En fait il aura fallu, au général de
Lattre de Tassigny, représentant de la
France, de déployer toute une diplomatie
pour que le maréchal Joukov déclare :
« si personne n’y fait opposition,
j’accepte volontiers, pour ma part, que
la France signe. Le soviétique donne
alors à des jeunes filles de l’Armée
rouge d’en coudre un. Elles le font à
partir d’un morceau de tissu rouge
découpé dans un drapeau nazi, d’un bout
de toile blanche et d’un bout de bleu de
travail.

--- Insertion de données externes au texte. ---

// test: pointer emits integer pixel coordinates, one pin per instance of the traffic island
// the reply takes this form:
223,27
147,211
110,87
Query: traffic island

En fin de compte, le drapeau
tricolore, confectionné dans l’urgence,
avait ses bandes inversées. De Lattre
put signer en tant que simple témoin et
non en tant que signataire contractant.
Il faut dire que les Anglo-saxons
avaient un projet assez précis pour la
France, qu’ils envisageaient de mettre
sous leur propre administration. De
Gaulle leur en gardera une rancœur
indélébile. Le même jour, ailleurs,
cette France avait un tout autre visage,
celui du colonialisme, en face des
Algériens. Elle s’est appuyée sur les
collaborateurs des nazis pour opérer
l’un des plus grands massacres que
l’histoire ait connus. Ces
collaborateurs qui ont applaudi à
l’avènement du gouvernement capitulard
du maréchal Pétain, qui ont déporté des
milliers d’Algériens vers les chantiers
du troisième Reich, qui ont jubilé à
l’abrogation du décret Crémieux de 1870,
qui accordait la nationalité française
aux Juifs indigènes et qui ont
donné de l’artillerie contre le
débarquement des Alliés en novembre
1942. Ceux-là ont pu donner libre cours
à leur haine contre des populations
désarmées. Des populations qui ont cru
que le monde en avait fini avec
l’asservissement et que la liberté
devait déferler sur l’Humanité. Elles
ont voulu manifester la joie de la
victoire sur la bête fasciste, comme à
Londres, à Paris et comme partout où la
liberté a regagné la vie. Elles ont eu
tort. Les Algériens ont dû comprendre et
apprendre, ce jour là, et les jours qui
l’ont suivi, qu’ils étaient en train de
payer le prix à la liberté. Un prix
qu’ils vont finir de payer quelques
années plus tard, dans une dernière
bataille contre une barbarie qui ne
connaît que la violence. Il n’avait pas
suffi qu’ils combattent les armées
hitlériennes, en tant qu’indigènes, ils
se devaient de combattre pour eux-mêmes.